Often, children with learning disabilities have difficulty in reading. However, they respond well to phonics instructions. Here are some tips to teach children with learning disabilities read with phonics:
- While giving phonics instructions, try to be systematic. Focus on a few regular sounds and spelling patterns, and progress through more complex, irregular sounds and spellings.
- Try to include a lot of drill and practice of the sounds and make it enjoyable.
- When teaching, give immediate feedback to the students who need correction, to avoid them from learning errors.
- There should be frequent assessment to ensure children are progressing.
- While teaching how to blend, include words at the student’s developmental level only.
- Use multisensory methods and materials while teaching phonics.
- Start with words that students use in everyday interactions and classroom work, and then progress to more unfamiliar or complex material as and when the child is ready for it.
- Periodically review previously learned material so that children remember and retain it.
Parents or caregivers can do several activities at home to help children develop phonics skills:
- Play games with the child where you take turns coming up with words that begin with the same sound. Start with consonants and spend time on each letter separately.
- Make flashcards of words that begin with the same sounds.
- Create your own multisensory materials and ask your child to write the words you came up with, that start with the same sounds.
- Nursery rhymes is a great way to develop your child’s awareness of how words can sound the same. Rhyming books are a great way to reinforce this skill.
- Once your child is comfortable with beginning consonants, practice words with long vowels. Spend some time individually on teaching vowels.

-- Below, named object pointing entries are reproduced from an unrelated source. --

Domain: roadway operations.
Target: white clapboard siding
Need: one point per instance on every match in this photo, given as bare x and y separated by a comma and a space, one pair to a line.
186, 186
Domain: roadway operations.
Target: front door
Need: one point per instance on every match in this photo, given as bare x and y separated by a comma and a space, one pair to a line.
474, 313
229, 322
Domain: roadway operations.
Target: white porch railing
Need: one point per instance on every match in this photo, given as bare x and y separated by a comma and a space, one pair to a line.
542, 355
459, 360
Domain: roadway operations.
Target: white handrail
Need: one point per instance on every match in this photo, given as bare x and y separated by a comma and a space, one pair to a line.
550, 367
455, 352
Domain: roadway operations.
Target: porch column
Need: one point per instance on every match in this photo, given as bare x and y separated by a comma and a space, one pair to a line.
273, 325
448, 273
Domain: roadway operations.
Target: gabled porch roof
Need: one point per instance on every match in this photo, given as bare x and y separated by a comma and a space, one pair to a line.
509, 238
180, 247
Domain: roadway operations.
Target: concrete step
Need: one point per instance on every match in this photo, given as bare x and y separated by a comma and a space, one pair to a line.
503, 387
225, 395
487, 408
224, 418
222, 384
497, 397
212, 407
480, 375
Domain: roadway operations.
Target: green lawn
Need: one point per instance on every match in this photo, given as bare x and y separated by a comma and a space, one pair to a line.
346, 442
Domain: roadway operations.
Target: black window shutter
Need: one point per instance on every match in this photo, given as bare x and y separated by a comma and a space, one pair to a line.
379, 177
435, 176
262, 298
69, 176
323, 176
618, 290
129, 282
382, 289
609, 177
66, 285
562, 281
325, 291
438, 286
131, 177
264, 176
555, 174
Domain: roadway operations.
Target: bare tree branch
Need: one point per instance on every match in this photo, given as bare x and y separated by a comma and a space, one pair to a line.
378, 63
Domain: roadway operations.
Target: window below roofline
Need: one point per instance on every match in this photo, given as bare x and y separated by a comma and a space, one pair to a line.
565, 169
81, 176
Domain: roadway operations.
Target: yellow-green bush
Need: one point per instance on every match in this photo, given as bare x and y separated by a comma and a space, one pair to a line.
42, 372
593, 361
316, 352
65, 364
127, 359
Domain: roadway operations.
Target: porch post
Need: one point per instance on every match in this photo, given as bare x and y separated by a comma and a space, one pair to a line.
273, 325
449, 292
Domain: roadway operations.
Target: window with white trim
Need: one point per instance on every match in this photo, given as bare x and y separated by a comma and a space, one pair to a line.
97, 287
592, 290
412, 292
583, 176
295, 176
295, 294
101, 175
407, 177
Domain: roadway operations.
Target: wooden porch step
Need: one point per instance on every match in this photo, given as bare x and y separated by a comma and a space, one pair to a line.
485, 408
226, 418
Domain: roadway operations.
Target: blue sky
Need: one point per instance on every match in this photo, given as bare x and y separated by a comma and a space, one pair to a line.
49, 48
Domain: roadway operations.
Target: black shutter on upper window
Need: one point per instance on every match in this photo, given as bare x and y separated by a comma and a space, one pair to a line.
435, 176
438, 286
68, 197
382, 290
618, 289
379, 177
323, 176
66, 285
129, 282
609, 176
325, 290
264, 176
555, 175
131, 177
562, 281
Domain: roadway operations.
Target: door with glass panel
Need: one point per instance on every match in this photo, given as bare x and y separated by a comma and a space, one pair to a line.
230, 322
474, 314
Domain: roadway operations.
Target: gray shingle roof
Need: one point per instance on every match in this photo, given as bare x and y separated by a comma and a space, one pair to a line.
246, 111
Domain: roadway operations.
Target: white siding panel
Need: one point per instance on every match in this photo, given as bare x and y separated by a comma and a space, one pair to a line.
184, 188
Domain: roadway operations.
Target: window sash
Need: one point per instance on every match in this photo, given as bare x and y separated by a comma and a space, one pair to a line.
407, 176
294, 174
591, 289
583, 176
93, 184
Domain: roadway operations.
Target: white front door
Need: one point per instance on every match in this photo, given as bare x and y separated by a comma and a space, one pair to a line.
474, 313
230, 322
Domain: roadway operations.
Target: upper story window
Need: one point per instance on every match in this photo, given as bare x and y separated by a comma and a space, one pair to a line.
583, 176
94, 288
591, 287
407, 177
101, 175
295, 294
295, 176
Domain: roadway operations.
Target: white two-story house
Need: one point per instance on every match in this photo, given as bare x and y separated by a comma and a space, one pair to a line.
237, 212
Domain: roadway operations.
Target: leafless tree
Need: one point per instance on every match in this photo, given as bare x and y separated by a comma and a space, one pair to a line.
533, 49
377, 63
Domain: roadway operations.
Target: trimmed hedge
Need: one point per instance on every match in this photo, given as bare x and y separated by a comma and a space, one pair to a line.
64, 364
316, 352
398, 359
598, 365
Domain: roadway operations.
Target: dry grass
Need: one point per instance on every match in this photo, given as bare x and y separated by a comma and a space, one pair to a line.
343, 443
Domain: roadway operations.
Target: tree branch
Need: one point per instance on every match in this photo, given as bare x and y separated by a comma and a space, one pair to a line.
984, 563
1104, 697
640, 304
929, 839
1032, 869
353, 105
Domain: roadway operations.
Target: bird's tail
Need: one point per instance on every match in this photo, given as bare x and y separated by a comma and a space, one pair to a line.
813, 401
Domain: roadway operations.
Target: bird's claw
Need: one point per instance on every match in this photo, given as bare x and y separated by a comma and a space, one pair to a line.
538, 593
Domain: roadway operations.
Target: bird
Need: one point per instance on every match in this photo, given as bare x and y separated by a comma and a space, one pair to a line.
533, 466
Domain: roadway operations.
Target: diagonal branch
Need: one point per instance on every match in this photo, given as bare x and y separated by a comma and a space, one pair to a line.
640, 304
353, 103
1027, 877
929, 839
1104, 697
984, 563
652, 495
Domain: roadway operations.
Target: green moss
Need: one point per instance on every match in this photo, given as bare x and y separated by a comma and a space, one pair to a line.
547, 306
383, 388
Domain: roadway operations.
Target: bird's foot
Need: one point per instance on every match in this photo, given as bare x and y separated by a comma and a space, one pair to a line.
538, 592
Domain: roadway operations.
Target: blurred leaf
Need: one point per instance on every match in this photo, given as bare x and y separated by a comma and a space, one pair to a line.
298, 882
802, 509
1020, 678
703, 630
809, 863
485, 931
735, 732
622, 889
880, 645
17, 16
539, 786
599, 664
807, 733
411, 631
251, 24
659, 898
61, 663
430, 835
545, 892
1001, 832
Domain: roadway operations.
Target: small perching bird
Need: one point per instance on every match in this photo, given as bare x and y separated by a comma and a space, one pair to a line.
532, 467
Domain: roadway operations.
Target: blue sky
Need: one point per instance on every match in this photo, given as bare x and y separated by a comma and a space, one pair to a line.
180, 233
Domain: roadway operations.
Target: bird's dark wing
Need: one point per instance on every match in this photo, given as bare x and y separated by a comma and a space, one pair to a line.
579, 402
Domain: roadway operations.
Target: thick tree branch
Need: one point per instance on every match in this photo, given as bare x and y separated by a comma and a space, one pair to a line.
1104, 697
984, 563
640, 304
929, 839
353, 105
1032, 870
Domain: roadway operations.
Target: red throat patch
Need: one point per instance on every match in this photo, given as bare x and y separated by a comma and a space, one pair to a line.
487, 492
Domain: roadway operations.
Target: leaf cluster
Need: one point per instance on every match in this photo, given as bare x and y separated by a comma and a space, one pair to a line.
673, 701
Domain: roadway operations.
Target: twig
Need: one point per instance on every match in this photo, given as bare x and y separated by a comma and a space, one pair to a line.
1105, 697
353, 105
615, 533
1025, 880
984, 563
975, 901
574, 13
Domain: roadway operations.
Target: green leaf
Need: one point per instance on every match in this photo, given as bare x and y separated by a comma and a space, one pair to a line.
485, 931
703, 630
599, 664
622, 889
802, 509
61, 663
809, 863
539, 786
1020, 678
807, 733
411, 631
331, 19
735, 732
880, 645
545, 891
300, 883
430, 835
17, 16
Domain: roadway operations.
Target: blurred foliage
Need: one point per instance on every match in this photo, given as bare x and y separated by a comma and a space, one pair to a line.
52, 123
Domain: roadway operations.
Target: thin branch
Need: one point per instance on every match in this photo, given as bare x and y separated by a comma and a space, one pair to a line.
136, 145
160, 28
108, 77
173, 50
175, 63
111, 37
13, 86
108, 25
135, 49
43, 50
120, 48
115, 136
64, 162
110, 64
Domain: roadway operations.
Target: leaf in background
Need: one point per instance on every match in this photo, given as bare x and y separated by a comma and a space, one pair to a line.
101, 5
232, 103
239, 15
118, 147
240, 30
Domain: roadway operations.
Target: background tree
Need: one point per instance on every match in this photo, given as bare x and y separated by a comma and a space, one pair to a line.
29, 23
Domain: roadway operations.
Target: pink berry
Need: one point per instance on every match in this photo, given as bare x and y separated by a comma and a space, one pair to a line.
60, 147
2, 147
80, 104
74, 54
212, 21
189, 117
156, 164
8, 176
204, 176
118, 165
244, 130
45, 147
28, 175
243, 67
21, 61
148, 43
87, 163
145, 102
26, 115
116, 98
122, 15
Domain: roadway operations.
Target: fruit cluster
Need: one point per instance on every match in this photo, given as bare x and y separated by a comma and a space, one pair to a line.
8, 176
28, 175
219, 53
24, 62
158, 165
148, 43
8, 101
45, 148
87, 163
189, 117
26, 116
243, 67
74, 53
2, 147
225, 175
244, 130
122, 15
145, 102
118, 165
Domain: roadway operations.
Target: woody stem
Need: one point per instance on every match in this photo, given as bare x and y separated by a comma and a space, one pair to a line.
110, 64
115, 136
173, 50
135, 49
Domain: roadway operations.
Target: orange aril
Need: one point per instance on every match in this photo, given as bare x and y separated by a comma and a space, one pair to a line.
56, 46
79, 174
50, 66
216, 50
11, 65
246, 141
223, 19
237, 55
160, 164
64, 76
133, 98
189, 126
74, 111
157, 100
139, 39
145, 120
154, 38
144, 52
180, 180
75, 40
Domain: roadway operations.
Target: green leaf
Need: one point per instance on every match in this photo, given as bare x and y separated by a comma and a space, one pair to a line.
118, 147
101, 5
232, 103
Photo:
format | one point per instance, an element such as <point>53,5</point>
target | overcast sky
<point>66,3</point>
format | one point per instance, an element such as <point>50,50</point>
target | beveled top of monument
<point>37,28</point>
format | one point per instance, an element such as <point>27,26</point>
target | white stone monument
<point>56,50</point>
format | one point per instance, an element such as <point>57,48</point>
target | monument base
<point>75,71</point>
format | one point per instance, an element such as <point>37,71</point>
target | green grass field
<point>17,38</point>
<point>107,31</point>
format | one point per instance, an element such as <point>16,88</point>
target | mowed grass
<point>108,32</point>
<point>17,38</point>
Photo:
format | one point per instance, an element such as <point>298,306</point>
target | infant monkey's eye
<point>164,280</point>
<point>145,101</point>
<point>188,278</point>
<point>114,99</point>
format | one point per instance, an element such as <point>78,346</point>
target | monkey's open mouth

While teaching phonics at home, remember to keep it fun and enjoyable. Reading is difficult for a child with learning disabilities. The more you make it fun, the more is the child likely to take it up and enjoy. If the child seems unhappy or has any difficulty with some of your activities, he/she may not be ready. You may try going back to something they have learned well to boost their confidence. Also, remember to talk to your child’s teacher and make your home practice consistent with the activities they are doing at school. This will help make phonics fun and easy for children with learning disabilities.